1961 novel by Robert van Gulik

The Haunted Monastery is a gong'an detective novel written by Robert van Gulik and set in Imperial China (roughly speaking the Tang dynasty). It is a fiction based on the real character of Judge Dee (Di Renjie), a magistrate and statesman of the Tang court, who lived roughly 630–700.

The book contains eight illustrations by the author as well as a diagram of the Monastery where the action takes place.

==Plot introduction==
Judge Dee and his three wives are on their way back from a visit to family in the capital accompanied by the Judge's aide Tao Gan when a terrible storm and a broken axle force the party to take shelter for the night in an isolated Taoist monastery of sinister repute. The wives go directly to bed but the Judge is required to pay a courtesy visit to the Abbot. Judge Dee is a Confucian and has a poor opinion of Taoism which, like Buddhism, encourages adherents to enter monastic life. He, however, diplomatically keeps his opinion to himself as he endures the feast and mystery play. Thus begins an endless night of murder, mayhem and madness as the Judge, suffering from the beginnings of a head cold, solves the mysterious deaths, punishes the guilty and brings two star-crossed young couples together.

==Literary significance and criticism==
"Some interesting sidelights on Confucian and Taoist beliefs emerge from this tale of corruption and murder in a monastery, where Judge Dee runs into considerable danger but ends up administering justice in a primitive way. Perhaps because it is short and somewhat huddled, this work does not remain in the memory as one of his best".

==Publication==
Van Gulik found his London publisher Michael Joseph unwilling to publish more than one title a year so he decided to publish The Haunted Monastery privately by the Art Printing Works in Kuala Lumpur in 1961. The Red Pavilion was also similarly printed that year, The Lacquer Screen followed in 1962).

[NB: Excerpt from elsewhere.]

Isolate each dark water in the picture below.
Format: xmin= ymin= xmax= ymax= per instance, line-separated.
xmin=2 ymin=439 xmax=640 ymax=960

All three were produced in paperback form with a print run of 2,000 copies. The Haunted Monastery was finally published in the UK by Heinemann in 1963.

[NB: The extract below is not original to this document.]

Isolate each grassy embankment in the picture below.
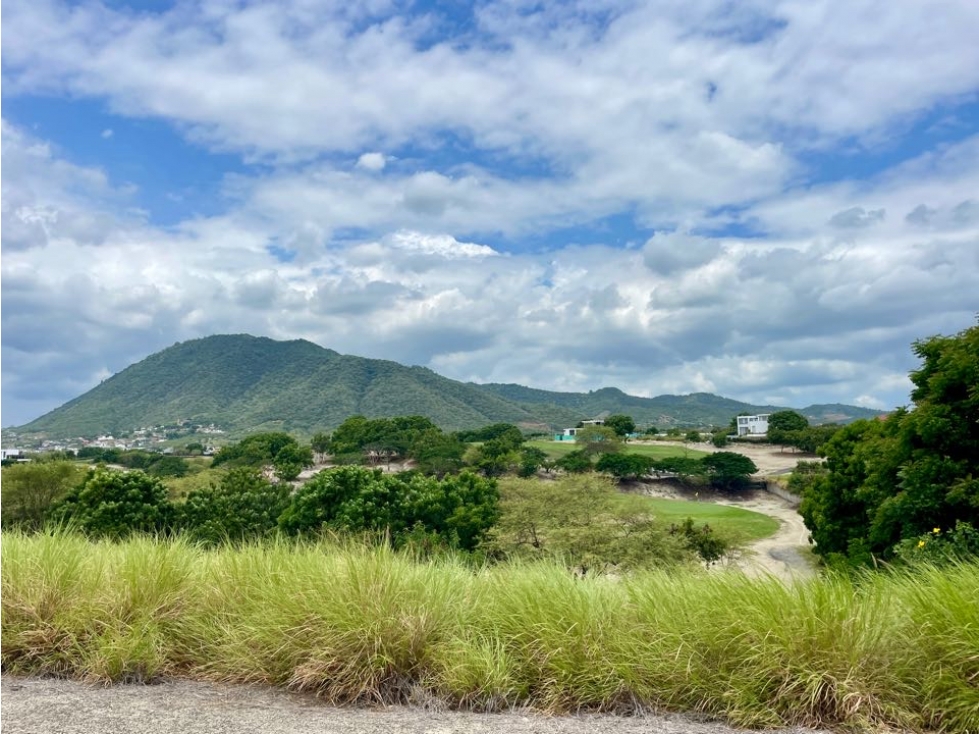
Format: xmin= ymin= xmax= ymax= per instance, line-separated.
xmin=3 ymin=531 xmax=976 ymax=732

== Television adaptation ==
In 1974 the novel The Haunted Monastery was produced as a TV movie for the ABC network by Gerald Isenberg with the title Judge Dee and the Monastery Murders. It was filmed with Khigh Dhiegh as Dee and an all-Asian cast (including Mako, Keye Luke, Soon-Tek Oh, Irene Tsu and James Hong). Writing was credited to Nicholas Meyer and Robert van Gulik. It was nominated for an Edgar Award, for Best Television Feature or Miniseries in 1975.